Now for my ‘busy schedule’. Shortly after 1000 Dara and I go to the officers’ mess bunker, dining room 1, an elongated white-painted room set quite deep in the ground so that the small gauze-covered windows are quite high up. The walls are decorated with marquetry: one shows Hutten, the other Heinrich I. A few days after moving in, a captured Soviet flag was fixed to the wall. In this room with seats for twenty at the table, the boss with his generals, general staff officers, adjutants and doctors eat at midday and evenings. At breakfast we two ladies join them. The boss seats himself so that he can gaze at the map of Russia on the opposite wall, which naturally spurs him into new monologues about Soviet Russia and the dangers of Bolshevism.
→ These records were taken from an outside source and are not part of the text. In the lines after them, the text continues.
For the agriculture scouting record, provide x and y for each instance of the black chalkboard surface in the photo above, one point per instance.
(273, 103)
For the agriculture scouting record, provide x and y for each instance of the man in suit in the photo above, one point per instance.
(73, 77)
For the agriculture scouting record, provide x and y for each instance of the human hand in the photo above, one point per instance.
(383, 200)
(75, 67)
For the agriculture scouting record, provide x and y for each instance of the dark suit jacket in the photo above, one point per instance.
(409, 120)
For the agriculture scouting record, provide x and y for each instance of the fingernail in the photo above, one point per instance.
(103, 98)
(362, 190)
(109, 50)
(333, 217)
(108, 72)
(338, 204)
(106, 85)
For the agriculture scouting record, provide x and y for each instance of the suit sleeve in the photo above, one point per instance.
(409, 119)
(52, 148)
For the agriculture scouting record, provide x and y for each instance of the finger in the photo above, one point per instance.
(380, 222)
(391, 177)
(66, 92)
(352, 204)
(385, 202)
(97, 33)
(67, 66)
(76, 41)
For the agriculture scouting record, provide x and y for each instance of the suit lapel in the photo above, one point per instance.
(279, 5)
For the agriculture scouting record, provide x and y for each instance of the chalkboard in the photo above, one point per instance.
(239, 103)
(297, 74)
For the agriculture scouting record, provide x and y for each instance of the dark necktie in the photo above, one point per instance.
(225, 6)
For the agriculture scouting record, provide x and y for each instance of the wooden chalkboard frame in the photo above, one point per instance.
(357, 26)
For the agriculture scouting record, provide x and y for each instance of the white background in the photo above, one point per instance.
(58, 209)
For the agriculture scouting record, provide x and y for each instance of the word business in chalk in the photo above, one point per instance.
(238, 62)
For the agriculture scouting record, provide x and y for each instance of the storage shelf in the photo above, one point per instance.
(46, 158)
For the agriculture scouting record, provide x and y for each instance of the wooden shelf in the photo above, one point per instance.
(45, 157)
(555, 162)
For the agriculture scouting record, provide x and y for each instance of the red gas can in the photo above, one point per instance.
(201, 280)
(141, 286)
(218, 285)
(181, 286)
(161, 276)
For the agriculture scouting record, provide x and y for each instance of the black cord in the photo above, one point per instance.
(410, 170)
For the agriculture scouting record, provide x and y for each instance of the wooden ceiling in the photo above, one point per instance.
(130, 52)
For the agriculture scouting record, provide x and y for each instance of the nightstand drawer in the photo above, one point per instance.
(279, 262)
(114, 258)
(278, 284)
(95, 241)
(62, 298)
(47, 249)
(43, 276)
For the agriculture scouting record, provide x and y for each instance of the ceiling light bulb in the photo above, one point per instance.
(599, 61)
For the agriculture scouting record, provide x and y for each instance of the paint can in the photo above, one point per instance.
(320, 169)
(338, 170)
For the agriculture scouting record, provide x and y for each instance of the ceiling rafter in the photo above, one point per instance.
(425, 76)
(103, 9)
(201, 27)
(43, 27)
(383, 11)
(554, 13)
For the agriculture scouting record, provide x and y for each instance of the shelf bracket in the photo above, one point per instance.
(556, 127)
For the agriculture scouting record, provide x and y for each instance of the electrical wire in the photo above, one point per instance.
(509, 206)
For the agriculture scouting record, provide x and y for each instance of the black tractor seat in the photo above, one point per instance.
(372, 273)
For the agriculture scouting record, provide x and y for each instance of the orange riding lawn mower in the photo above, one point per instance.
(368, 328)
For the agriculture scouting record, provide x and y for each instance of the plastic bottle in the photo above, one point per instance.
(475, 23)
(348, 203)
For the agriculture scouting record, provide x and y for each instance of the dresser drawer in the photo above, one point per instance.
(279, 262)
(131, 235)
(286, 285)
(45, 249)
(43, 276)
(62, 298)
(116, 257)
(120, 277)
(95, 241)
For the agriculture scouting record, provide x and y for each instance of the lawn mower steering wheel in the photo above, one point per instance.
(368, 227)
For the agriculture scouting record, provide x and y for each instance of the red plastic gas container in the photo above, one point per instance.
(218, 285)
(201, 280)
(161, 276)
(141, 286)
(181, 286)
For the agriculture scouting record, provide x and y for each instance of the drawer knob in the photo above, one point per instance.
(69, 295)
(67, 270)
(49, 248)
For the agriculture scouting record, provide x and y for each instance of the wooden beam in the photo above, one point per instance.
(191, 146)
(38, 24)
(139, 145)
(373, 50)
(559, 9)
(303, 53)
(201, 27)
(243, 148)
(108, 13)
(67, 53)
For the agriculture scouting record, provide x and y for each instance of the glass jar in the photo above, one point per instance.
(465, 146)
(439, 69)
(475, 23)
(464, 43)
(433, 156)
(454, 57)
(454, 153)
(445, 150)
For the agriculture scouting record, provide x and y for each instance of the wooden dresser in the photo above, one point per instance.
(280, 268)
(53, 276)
He must have suffered very much in the period after the signing of the so-called Friendship treaty with Russia. Now he speaks of his fears from the heart, always emphasising the great danger which Bolshevism presents to Europe and that, had he waited another year, it would probably have been too late.
Recently he said in Berlin during the usual coffee hour which he takes daily in our room that Russia seemed eerie to him, rather like the ghostly ship in the Flying Dutchman. In reply to my question why he always insists that this was his most onerous decision (namely to proceed against Russia), he answered: ‘Because one knows next to nothing about Russia, it might be a great soap bubble, or just as well be something else…’
The beginning has been so promising. In the first two days at Wolfsschanze Dara and I even attended the military situation conferences when the improvised sessions took place in the mess. So we heard the boss, standing by a large map of Europe and pointing to Moscow, say: ‘In four weeks we will be in Moscow. Moscow will be razed to the ground.’
Letter, FHQ Wolfsschanze, 28 June 1941:
Yes, now I have wandered completely off the subject. Therefore in the morning we wait in Dining Room I until the boss, coming from the map room (where he will have received the situation report), arrives for breakfast which, by the way, consists of a cup of milk and a peeled apple. Easily satisfied and modest, isn’t he? We girls on the other hand cannot get enough and, after wolfing down our allotted portions (small pat of butter), deftly exchange the cutlery so that we get three portions instead of two. After that we let the boss explain the new situation to us and afterwards attend the general situation conference at 1300, which is held in the map room where reports are made by either Oberst Schmundt or Major Engel (army adjutant).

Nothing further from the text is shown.